Es hora de nacionalizar y luego dividir Boeing
Los llamados a nacionalizar y luego dividir Boeing han reavivado el debate sobre cómo tratar a una empresa vista a la vez como infraestructura nacional crítica y como un monopolio de facto con graves fallos de seguridad y gobernanza. Los comentaristas sopesan alternativas como una regulación más dura, una división al estilo antimonopolio, responsabilidad penal para los ejecutivos o una supervisión más estricta dirigida por ingenieros, frente a los riesgos y el historial de la nacionalización directa.
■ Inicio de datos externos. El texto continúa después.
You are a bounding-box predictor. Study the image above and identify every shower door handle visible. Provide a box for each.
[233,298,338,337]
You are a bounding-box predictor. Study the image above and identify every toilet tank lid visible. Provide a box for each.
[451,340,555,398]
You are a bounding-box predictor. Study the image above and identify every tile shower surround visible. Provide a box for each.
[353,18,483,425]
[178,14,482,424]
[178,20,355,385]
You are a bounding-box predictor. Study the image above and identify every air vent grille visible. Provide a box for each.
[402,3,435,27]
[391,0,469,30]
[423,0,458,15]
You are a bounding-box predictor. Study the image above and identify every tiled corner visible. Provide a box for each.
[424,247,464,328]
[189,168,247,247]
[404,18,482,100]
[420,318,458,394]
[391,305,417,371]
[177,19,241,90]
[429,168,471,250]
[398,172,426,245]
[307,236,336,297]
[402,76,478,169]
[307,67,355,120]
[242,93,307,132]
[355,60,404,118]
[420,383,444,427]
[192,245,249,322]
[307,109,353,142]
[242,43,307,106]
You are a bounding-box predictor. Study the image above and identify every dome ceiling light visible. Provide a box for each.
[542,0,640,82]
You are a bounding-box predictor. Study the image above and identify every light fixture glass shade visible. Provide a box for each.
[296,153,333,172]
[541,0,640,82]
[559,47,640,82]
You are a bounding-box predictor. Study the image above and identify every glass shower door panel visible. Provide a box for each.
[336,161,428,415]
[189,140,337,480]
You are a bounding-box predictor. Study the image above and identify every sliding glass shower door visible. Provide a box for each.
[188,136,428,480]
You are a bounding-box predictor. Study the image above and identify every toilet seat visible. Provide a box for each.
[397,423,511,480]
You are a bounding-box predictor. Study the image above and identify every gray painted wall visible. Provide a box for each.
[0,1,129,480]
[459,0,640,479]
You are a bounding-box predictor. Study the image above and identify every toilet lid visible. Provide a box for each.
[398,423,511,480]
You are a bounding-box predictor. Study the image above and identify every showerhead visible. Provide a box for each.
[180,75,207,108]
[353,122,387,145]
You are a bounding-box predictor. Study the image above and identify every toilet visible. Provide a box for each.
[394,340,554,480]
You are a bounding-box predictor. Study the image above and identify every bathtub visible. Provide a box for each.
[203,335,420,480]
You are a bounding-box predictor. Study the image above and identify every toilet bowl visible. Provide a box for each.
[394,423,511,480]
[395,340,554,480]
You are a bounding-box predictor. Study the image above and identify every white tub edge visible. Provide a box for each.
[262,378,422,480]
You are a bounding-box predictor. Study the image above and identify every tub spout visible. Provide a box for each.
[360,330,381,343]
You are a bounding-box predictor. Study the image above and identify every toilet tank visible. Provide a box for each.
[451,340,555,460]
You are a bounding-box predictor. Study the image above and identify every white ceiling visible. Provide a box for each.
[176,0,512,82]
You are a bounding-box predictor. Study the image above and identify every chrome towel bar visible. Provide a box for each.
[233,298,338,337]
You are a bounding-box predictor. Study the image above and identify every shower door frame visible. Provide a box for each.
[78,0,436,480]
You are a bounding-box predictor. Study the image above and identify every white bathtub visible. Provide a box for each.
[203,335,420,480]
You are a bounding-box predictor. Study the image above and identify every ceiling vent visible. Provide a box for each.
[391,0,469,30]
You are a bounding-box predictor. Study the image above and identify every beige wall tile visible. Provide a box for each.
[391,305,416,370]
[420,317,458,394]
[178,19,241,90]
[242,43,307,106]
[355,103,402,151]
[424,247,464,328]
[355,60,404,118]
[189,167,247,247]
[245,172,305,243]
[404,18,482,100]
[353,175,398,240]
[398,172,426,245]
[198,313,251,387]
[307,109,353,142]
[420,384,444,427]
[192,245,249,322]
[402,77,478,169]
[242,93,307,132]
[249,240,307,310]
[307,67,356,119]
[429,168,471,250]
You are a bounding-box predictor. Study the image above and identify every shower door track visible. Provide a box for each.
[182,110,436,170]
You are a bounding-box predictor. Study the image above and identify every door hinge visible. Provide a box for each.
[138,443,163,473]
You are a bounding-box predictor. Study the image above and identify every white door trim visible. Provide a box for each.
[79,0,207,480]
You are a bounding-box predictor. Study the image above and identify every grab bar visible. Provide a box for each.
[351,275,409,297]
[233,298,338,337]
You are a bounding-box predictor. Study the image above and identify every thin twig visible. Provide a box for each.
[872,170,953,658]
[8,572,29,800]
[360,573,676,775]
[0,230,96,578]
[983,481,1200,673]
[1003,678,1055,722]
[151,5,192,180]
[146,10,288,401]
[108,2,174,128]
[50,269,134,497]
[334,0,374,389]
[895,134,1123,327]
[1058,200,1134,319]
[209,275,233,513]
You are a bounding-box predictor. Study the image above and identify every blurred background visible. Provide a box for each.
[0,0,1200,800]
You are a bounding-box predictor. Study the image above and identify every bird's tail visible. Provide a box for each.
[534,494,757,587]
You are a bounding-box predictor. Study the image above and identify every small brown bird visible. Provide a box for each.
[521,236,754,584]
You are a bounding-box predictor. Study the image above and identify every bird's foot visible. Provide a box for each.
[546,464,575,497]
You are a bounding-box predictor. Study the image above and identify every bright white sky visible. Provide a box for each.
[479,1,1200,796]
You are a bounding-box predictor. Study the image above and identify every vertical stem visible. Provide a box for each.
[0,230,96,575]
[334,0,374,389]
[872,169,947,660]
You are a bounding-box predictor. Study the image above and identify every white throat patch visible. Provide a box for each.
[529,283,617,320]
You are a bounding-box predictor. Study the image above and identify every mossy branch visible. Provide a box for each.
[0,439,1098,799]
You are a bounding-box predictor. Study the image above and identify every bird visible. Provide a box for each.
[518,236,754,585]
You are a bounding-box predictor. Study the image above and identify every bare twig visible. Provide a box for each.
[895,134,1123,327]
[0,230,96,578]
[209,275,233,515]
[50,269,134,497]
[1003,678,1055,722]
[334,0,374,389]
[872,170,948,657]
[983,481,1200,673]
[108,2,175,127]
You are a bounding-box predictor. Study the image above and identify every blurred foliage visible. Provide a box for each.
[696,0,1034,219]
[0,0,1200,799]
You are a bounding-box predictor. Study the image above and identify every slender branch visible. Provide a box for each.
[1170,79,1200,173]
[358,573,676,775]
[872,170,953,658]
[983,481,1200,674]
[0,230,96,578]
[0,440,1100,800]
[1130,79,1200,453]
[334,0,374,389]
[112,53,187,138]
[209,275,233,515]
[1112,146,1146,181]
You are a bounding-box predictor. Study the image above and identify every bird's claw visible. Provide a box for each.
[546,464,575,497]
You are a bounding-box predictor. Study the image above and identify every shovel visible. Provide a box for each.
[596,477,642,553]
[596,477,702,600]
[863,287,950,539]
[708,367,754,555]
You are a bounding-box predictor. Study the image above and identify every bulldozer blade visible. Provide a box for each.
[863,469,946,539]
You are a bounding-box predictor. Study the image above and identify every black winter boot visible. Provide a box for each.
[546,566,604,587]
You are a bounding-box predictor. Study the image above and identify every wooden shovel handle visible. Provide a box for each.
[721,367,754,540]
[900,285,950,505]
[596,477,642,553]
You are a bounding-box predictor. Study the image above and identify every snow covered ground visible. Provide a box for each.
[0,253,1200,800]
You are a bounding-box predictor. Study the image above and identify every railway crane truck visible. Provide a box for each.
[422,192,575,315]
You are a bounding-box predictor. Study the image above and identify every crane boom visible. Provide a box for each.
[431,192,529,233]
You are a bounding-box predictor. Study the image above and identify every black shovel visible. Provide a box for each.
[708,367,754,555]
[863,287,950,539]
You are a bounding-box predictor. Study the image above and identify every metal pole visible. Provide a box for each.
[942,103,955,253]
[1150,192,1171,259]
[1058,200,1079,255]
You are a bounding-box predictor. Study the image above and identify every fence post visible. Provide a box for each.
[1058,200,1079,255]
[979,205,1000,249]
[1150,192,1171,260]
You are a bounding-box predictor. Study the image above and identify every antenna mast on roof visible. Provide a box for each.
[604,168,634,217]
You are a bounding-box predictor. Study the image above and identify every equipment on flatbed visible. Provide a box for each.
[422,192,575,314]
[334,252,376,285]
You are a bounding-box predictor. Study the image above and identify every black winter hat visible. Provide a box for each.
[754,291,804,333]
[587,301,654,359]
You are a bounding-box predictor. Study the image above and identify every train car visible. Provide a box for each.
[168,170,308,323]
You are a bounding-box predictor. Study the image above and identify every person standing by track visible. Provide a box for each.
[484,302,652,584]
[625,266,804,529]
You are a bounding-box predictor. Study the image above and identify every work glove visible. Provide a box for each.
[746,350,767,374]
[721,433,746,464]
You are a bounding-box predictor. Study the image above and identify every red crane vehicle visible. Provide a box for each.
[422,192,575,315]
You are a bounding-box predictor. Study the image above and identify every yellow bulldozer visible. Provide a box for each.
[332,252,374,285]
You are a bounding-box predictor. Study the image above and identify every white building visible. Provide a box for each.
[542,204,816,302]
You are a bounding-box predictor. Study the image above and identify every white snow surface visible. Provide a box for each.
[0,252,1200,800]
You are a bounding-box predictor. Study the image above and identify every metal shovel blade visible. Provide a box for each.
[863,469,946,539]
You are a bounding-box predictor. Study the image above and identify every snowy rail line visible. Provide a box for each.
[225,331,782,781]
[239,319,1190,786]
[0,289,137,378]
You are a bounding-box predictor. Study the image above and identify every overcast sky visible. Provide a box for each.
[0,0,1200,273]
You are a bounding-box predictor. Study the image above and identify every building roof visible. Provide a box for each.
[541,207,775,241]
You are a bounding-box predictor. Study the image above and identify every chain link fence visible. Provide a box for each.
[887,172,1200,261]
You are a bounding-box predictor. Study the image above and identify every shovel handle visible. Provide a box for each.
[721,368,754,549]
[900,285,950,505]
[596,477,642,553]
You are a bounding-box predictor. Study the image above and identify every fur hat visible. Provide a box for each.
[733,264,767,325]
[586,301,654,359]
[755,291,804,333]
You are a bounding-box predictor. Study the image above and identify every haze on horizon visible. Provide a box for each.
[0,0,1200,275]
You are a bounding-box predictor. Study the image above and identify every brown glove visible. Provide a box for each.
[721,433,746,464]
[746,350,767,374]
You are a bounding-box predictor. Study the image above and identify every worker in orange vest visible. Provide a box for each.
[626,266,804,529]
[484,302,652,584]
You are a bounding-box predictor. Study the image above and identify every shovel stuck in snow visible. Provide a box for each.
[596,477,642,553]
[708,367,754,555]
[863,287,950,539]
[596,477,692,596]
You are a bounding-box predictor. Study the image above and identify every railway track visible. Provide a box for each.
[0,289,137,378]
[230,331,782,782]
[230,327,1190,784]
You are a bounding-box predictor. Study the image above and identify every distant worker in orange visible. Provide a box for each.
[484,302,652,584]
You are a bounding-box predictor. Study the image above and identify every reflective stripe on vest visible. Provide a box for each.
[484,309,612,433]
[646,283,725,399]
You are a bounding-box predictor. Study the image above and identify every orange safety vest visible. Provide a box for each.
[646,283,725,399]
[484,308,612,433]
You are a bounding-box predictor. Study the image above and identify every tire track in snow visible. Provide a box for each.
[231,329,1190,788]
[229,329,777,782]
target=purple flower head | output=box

La captura regulatoria, los rescates públicos y la competencia internacional con Airbus y China sustentan preocupaciones más amplias sobre las corporaciones “demasiado grandes para caer” y la erosión de la disciplina de mercado.
Nacionalización frente a regulación
- Muchos sostienen que nacionalizar Boeing no mejoraría las operaciones; las entidades gestionadas por el Estado se consideran ineficientes y políticamente distorsionadas.
- Otros apoyan una toma temporal por parte del Estado solo como puente para dividir Boeing en competidores más pequeños y verdaderamente privados.
- Varios comentaristas prefieren una regulación fuerte, multas punitivas, decretos de consentimiento y responsabilidad personal/penal para los ejecutivos antes que la nacionalización.
- Algunos señalan que Boeing ya está “cuasi nacionalizada” por su dependencia de contratos públicos y rescates, pero sin un control público acorde.
Monopolio, competencia y Airbus
- Preocupa que dividir Boeing pueda debilitar su capacidad para competir con Airbus; otros responden que tener más competidores en EE. UU. es una fortaleza.
- Airbus se cita a sí misma como una fusión respaldada por el Estado de múltiples empresas, lo que genera escepticismo sobre la lógica de fragmentar Boeing.
- Algunos señalan que Airbus tiene limitaciones de capacidad, por lo que la competencia práctica por nuevos pedidos es limitada incluso si existe en teoría.
Gobierno corporativo, seguridad y cultura
- La opinión generalizada es que el problema central de Boeing es el liderazgo y la cultura: la financiarización, el cortoplacismo y el deterioro de la disciplina de ingeniería.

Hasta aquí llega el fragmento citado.